Whether it’s called Mardi Gras or Carnival or Shrove Tuesday, the concept is the same: the season of Lent begins on Ash Wednesday. During the 40 Days of Lent, Christians were expected to fast or, at the very least, to pledge to give up something they enjoyed.
Hence, the Tuesday before Lent, one (over)indulges in food, drink, partying, whatever it was one was planning to give up for the next 40 days.
Today, of course, Mardi Gras has become a nearly secular holiday, and people of all faiths (or none) will (over)indulge on Tuesday without having the slightest intention of giving up anything later.
I have never understood the appeal of a 200000000000 calorie laden diabetic inducing coma donut.

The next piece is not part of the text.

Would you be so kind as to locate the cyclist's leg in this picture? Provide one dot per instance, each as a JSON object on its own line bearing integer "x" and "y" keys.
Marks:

Packzi’s haven’t always been SO HUGE. I would say in the last 15 years the marketing of them has taken off. No one I knew growing up in the burbs ever heard of them. If we aren’t careful, Packzi’s are going to take over the world.
That too; I just didn’t mention them because the OP was asking about pancakes. If it’s a good day to eat pancakes, and it’s a good day to eat doughnuts, then it’s an even better day to eat both.
And I’m aware that Masilenitsa started off pagan, but it’s been co-opted into serving as the pre-Lent festival as well. Heck, most Christian holidays have pagan roots.
A YOUNG Catholic, I see. Part of the “I gave up chocolate for Lent” generation. That’s supposed to be “penance?” That’s “self sacrifice?” Well, me boyo, you don’t know the first thing about the mortification of the flesh, you don’t. Back in my day we had FLAGELLANTS, fer Christ’s sake. They gladly whipped themselves and each other because they were offering up their pain for the greater glory of God, they did.
Well, that’s what they said, though I don’t know how ball gags and latex body suits fit in, theologically.
Where I grew up, there were like two Catholics in town, so my exposure to Catholic holidays was limited to Mardi Gras and St. Patrick’s Day, and I reckon those just because they’re an excuse to drink to excess.
Raised Catholic in the 1960s/1970s in Pennsylvania, where Catholics aren’t at all a rarity, and I’d never heard of Pancake Tuesday until about 5 years ago. We didn’t even call it “Shrove Tuesday” or “Mardi Gras”, I heard those terms in books when I was a teenager.
In my area it is called FastNaught Day, but most people will eat any kind of donut rather than the traditional Fastnaught (which I find to be less enjoyable.)
Pancake Day is probably the thing I miss most about England, believe it or not. Pancakes in America are awful - big fat doughy things.
It never occurred to me that there was any other kind of pancake other than crepe-style ones until I got here, and I still don’t understand why there is.